Дмитрий Добродеев.
Опубликовано в журнале Новый Мир, номер 5, 1997
Дмитрий Добродеев. Рассказы об испорченных сердцах. М. «Соло», «Аюрведа». 1996. 184 стр.
Некоторое время назад в Литературном институте была такая игра — «угадай ка». Надо было угадать автора. Тексты несли и студенты, и преподаватели. Студенты тащили кто Камю (недоизданного тогда), кто самостоятельно переведенного Беккета, а кто — свои опусы. Писатель Бежин приносил странное: «Саша с детства слышал, что грузины греются у мунгалов, но странным образом это слово заменилось на монголов, и Саше представлялось, как грузины движутся к монголам и греются у них…» Сашей был Александр Сергеевич, убитый дипломат. Понятно было, что это как бы Тынянов, но у Тынянова этого нет, и разгадки не было тоже…1
Студентов угадывали быстрее: они были похожи на свои тексты внешне.
Принес несколько чьих-то рассказов и Битов. Там ехали в поезде, японцы рубили кого-то, происходило перемещение во времени. Битов, открывая фамилию автора, сообщил, что обнаружил в Мюнхене писателя-искусствоведа. Вот он, Добродеев.
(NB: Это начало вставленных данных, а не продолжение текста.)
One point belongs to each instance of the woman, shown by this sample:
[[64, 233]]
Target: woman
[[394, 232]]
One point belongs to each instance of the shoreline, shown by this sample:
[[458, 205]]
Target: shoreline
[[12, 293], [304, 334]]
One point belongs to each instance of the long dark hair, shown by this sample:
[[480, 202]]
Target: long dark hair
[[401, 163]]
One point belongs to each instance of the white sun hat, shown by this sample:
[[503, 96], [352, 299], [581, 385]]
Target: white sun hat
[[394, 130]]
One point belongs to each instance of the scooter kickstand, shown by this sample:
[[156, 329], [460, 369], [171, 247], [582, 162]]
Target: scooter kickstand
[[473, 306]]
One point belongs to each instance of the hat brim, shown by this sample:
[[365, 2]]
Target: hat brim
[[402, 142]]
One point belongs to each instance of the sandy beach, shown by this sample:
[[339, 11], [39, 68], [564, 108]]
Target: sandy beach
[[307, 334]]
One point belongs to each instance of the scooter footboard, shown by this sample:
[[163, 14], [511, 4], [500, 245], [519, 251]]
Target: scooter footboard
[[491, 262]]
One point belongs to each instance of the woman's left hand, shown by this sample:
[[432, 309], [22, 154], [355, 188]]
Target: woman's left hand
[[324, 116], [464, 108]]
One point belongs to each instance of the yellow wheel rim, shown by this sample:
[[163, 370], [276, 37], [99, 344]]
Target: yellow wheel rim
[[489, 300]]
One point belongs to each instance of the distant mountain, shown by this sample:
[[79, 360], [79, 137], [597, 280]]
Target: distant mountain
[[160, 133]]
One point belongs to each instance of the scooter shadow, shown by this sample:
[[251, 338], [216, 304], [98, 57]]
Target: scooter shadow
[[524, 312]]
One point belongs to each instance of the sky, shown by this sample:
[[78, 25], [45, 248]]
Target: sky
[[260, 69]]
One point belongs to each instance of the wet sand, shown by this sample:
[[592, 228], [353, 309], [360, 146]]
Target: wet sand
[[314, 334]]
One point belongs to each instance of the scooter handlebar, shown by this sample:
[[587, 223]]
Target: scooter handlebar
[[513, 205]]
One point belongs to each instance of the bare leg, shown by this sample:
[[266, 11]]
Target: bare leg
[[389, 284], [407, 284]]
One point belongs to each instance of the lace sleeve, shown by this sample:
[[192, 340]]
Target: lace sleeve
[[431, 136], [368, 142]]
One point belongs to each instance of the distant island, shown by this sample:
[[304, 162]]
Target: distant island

Теперь Дмитрий Добродеев, как говорится, человек с именем. Признанный автор, член редколлегии журнала «Соло», получившего малого Букера, сам — кандидат на Букера большого… Он, впрочем, еще человек с голосом. Желающий может услышать этот голос на шуршащей волне радио «Свобода».
Это образец особого, нового, типа людей, которые занимаются литературой здесь (там) и сейчас. Человек, пытающийся перевести текст из категории журналистики в категорию литературы.
Прежде всего, тексты его маленькие, даже крохотные. Не роман, а конспект романа. «Русская повесть» длиной в десять и детективный роман «Тенгиз» в четыре страницы.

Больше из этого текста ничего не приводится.